Sunday, April 12, 2009

Views from the City: Semana Santa

Seeing that I live in a predominantly Catholic Country, Holy Week is an incredibly important holiday for many Spaniards for various reasons. On a secular level, educational institutions grant their students a week's vacation while firms and public institutions will shut down on Holy Thursday and Good Friday for that week.

On a religious level, the holiday marks the return of the procesiónes, processions, that form the foundation of the Holy Week celebrations of Spain. The processions have various components that deserve some attention. At the center of each procession is a paso, a statue or image of the Virgin Mary or Jesus in the midst of the passion, crucified, or buried in his sepulchre that rests on a trono, a throne. These images have distinct names and historic assocition with a particular civil group, parish, or brotherhood that takes on the task of organzing the process each year.

A paso being crowned by a priest


Members of civic groups, brotherhoods, and parishes carry these images while bands consisting of woodwinds, brass horns, and drums play solemn music accompany them as they travel along a set path in the city. The age of the participants is quite diverse among the cadre of musicians in these processions. It appeared that older men dressed in military garb tend to lead the processions with elderly women wearing mantillas walking at their side.

A group of drummers from a procession on Easter Sunday

In many cases, the individuals carrying the image are dressed in nazarenos, which consist of a capirote, a mask with a conical tip and a long robe.
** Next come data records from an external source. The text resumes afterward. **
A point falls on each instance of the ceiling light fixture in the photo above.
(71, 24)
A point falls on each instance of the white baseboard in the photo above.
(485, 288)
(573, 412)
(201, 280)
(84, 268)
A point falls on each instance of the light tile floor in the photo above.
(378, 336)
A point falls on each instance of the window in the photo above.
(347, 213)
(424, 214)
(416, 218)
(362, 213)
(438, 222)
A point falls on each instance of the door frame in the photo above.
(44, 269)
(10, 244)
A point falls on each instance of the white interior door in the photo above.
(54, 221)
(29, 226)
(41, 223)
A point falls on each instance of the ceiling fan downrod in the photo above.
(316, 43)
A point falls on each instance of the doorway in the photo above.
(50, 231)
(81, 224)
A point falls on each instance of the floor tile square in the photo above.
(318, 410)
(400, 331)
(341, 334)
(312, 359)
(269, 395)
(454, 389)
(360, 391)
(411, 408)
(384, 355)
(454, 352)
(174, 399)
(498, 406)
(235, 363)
Although many Americans associate this garb with the KKK - ironically, an anti-Catholic organization - the uniform came from medival Spain where individuals would wear these garments as a means to repent for their sins while remaining anonymous. The color of the nazarenos various from procession to procession, often time reflecting a group's historic use of a color for cultural and religious reasons.

Individuals wearing the nazarenos

In Madrid, where I witnessed this event, the processions travel along a path in the city center that includes the historic main square, plaza mayor, and the streets along Sol, the center of the city. The pace is slow; the procession will walk for five minutes before stopping in place for a while to allow the men dressed in the nazarenos to rest. This practice also allows bystanders to focus on other processions that are moving ahead or walking behind the group. Once the procession is over, the participants carry the image to a Church in the city center for display as bystanders either follow the image or return to the path to watch another procession.
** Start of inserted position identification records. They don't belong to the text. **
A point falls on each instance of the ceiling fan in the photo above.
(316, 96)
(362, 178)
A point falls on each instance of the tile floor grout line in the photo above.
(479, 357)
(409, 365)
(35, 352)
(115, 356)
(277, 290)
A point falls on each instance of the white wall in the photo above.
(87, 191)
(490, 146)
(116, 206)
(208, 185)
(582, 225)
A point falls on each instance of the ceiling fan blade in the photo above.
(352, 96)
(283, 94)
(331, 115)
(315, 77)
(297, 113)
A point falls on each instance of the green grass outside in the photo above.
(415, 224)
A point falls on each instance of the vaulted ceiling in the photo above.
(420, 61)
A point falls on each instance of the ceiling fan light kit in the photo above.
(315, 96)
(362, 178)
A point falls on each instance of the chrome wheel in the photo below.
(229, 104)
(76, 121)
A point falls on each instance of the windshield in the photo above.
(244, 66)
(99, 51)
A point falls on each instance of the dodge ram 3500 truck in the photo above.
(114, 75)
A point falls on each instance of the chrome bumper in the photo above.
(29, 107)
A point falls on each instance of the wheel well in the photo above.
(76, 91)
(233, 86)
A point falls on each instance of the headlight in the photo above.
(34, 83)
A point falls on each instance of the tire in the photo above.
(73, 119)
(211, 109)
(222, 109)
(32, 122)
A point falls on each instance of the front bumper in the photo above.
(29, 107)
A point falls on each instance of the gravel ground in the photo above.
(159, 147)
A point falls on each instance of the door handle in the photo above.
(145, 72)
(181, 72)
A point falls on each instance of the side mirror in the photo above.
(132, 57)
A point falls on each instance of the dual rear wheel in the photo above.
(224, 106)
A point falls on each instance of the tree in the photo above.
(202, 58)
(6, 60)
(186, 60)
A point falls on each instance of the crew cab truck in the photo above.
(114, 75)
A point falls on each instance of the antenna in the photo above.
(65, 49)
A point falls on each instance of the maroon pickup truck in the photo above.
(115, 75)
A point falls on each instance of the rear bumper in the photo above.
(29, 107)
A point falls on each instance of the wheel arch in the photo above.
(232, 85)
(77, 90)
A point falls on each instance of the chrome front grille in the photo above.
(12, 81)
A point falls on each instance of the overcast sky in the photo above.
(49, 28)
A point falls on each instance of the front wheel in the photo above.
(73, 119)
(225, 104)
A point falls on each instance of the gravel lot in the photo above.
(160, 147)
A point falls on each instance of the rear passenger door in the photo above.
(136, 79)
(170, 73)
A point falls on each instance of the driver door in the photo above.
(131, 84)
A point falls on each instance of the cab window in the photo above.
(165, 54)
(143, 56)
In other cities such as Sevilla, which is famous for its Holy Week processions, the groups travel around the Cathedral from neighborhoods around the city in a coordinated act of piety that engulfs the city's streets in a sea of bystanders and participants carrying the images, many of which trace back hundreds of years.

It is a truly moving sight, considering the solemn nature of the proceedings and the restraint grief that grips the faces of the participants in the processions. Given that mass displays of religious devotion is not a common sight in the public sphere in the States, moreover, these processions give us a dramatic glimpse into the the complex relationship between the Catholic Church and Spain's civil society that has shaped its culture since the Middle Ages.